The time sync is fairly simple. Each node can send one of two packet types to the coordinator. One is a data packet with sensor readings, and the other is a time sync request packet. The latter causes the coordinator to send its current time back to the requesting node, which then sets its clock to the time sent.
Another approach with such a large number of nodes would be to just randomize the transmissions, that should also have the effect of spreading the traffic out over time.
As for turning lamps on 1000 nodes off at the end of the day, I assume that needs to happen nearly simultaneously, or maybe over a few minutes at most? I don't understand the broadcast limitations well enough to really know if it might work reliably. Some reading, research, and testing would be in order. Another approach would be for the coordinator to assume some fixed range of node names (X0001 to X1000 or whatever) and address each node individually using the DN command. 1000 nodes shouldn't take more than a few minutes I wouldn't think.

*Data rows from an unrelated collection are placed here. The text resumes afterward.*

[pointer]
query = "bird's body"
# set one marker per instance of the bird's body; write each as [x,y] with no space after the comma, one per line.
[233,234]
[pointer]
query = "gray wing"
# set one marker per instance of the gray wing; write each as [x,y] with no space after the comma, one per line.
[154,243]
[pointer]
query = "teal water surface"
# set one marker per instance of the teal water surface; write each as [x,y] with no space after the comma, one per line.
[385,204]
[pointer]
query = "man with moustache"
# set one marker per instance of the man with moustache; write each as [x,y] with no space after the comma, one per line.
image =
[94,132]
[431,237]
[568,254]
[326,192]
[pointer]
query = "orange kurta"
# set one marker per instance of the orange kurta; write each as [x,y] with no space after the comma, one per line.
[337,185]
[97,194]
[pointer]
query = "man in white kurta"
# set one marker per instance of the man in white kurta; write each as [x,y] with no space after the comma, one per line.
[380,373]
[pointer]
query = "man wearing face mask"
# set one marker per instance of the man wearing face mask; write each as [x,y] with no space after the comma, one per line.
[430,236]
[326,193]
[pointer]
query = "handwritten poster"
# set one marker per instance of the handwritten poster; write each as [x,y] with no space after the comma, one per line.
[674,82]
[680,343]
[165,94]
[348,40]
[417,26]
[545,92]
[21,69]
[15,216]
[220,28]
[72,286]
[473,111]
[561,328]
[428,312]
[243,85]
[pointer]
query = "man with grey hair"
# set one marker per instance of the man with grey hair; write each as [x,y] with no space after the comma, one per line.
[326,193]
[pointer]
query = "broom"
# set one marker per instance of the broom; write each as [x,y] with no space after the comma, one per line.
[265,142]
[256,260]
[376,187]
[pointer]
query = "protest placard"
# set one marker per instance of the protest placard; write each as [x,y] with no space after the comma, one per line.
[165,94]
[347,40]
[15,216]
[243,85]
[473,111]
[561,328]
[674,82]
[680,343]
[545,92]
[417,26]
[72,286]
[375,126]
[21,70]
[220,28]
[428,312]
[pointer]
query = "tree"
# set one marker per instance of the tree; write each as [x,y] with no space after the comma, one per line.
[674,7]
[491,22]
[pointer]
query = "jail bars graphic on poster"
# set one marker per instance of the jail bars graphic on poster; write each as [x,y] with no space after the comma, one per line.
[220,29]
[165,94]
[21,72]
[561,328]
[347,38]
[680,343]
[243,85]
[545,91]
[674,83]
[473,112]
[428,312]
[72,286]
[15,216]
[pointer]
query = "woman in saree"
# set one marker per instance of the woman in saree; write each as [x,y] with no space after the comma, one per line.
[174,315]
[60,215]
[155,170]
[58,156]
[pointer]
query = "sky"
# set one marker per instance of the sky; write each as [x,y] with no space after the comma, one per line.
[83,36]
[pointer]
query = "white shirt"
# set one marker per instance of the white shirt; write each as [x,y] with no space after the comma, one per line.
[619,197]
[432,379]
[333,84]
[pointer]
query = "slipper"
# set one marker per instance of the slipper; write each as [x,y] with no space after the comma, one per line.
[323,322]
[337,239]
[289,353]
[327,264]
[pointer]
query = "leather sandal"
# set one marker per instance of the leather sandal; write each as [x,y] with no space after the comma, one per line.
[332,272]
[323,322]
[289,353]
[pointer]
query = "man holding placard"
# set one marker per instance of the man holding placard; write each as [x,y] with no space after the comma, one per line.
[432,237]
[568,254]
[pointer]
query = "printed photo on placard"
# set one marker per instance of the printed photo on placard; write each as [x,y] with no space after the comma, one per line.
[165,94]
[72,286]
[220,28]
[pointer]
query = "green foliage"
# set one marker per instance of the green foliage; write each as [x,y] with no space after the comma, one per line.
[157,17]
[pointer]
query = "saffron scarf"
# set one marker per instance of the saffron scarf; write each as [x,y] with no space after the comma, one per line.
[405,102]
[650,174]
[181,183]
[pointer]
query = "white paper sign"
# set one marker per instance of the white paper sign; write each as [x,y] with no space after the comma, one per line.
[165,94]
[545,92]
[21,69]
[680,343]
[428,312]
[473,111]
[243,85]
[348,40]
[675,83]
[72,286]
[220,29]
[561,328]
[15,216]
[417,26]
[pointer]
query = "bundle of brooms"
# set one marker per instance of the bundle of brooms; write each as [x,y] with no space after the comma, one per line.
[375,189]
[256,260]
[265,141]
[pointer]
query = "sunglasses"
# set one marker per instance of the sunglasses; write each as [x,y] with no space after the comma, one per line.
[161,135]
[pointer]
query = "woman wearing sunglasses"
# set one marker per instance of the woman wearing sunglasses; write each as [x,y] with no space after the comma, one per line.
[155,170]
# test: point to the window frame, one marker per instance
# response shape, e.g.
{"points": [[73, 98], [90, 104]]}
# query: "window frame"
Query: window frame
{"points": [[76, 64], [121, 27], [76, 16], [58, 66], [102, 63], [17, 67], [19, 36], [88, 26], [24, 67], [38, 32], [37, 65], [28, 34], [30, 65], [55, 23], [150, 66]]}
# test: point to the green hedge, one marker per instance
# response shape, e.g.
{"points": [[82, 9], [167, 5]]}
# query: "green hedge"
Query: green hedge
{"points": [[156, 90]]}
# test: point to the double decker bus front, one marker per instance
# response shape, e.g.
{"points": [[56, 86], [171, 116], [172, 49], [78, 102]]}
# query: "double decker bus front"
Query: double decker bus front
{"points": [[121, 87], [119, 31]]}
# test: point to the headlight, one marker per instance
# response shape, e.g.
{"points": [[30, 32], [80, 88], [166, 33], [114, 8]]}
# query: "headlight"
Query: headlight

The physical layout of the 1000 nodes will be a factor in network design. The number of hops to get from the coordinator to any given node is probably an important parameter. There are related parameters that can be set in the XBees to tune network performance. I've never needed to do so, having worked only with small networks with minimal hops.
I'd search the Digi web site for best practices for large networks. I'd probably also call their tech support. If you're buying 1000 XBees, I'd bet they'd be happy to talk with you. My friend ordered just a few XBees and they gave him a call one day just to see how things were going or if he had any questions.
Very interesting project, keep us posted.